L'ennemi vient sur l'entrefaite.
« Fuyons, dit alors le vieillard.
- Pourquoi? répondit le paillard :
Me fera-t-on porter double bât, double charge?
Non pas, dit le vieillard, qui prit d'abord. le large.
Et que m'importe donc, dit l'âne, à qui je sois?
Sauvez-vous, et me laissez paître.
Notre ennemi, c'est notre maître :
Je vous le dis en bon françois. »
Jean de La Fontaine, Fable VIII, Livre VI.
Le Gland et la Citrouille
Dieu fait bien ce qu'il fait. Sans en chercher la preuve
En tout cet univers, et l'aller parcourant,
Dans les citrouilles je la treuve.
Un villageois, considérant
Combien ce fruit est gros et sa tige menue:
« A quoi songeait, dit-il, l'auteur de tout cela?
Il a bien mal placé cette citrouille-là.
Hé parbleu! je l'aurais pendue
A l'un des chênes que voilà;
C'eût été justement l'affaire:
Tel fruit, tel arbre, pour bien faire.
C'est dommage, Garo, que tu n'es point entré
Au conseil de celui que prêche ton curés:
Tout en eût été mieux; car pourquoi, par exemple,
Le gland, qui n'est pas gros comme mon petit doigt,
Ne pend-il pas en cet endroit?
Dieu s'est mépris: plus je contemple
Ces fruits ainsi placés, plus il semble à Garo
Que l'on a fait un quiproquo. »
Cette réflexion embarrassant notre homme :
« On ne dort point, dit-il, quand on a tant d'esprit. »

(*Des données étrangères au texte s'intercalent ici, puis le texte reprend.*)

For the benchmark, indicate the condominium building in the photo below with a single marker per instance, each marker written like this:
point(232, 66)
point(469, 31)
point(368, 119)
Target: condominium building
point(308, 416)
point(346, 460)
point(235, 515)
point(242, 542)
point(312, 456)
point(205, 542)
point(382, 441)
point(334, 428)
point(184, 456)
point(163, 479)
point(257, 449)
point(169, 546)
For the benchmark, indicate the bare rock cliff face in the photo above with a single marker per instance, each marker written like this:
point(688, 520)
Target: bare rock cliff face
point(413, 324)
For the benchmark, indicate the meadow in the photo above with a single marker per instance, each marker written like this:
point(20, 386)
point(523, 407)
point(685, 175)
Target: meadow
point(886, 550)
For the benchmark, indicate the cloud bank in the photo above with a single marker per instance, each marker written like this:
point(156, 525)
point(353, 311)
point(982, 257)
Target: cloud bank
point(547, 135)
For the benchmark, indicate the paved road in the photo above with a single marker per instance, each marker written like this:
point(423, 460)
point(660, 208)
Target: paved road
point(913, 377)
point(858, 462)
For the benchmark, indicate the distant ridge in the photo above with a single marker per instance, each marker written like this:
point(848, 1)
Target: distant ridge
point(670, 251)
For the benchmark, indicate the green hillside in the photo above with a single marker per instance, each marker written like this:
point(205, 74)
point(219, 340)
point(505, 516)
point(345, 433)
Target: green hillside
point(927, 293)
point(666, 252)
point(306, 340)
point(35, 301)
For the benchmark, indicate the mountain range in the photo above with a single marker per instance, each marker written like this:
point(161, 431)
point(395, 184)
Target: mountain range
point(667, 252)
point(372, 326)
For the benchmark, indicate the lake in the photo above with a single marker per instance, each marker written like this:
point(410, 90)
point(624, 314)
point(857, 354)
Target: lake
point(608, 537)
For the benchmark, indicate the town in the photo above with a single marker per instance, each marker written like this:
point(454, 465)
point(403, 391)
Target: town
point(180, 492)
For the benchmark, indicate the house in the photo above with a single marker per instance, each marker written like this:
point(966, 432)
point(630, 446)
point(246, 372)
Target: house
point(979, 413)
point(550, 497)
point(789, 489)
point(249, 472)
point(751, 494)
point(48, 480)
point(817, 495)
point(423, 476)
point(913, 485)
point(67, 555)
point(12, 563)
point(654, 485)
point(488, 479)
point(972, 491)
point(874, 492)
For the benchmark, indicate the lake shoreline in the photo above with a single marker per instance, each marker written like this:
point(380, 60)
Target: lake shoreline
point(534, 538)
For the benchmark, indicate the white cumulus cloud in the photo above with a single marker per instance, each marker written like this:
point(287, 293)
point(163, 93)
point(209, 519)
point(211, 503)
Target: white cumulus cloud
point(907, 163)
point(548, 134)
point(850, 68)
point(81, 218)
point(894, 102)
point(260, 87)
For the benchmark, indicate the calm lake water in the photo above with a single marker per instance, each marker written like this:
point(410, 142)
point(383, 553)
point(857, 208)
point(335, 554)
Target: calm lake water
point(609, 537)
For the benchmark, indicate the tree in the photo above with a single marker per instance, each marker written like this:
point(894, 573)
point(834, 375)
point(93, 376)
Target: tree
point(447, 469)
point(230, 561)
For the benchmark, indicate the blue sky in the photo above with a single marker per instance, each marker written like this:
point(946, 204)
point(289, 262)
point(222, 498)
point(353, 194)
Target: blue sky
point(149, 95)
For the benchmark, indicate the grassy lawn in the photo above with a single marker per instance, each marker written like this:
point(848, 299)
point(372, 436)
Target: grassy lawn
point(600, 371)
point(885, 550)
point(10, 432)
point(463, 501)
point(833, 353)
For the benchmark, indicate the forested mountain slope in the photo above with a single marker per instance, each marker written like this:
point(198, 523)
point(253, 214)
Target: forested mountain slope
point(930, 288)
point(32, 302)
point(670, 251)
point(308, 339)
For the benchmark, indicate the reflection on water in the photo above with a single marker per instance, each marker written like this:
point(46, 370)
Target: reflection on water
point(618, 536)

Sous un chêne aussitôt il va prendre son somme.
Un gland tombe: le nez du dormeur en pâtit.
Il s'éveille; et, portant la main sur son visage,
Il trouve encor le gland pris au poil du menton.
Son nez meurtri le force à changer de langage.
« Oh! oh! dit-il, je saigne! et que serait-ce donc
S'il fût tombé de l'arbre une masse plus lourde,
Et que ce gland eût été gourde?
Dieu ne l'a pas voulu: sans doute il eut raison,
J'en vois bien à présent la cause. »
En louant Dieu de toute chose,
Garo retourne à la maison.
Jean de La Fontaine, Fable IV, Livre IX.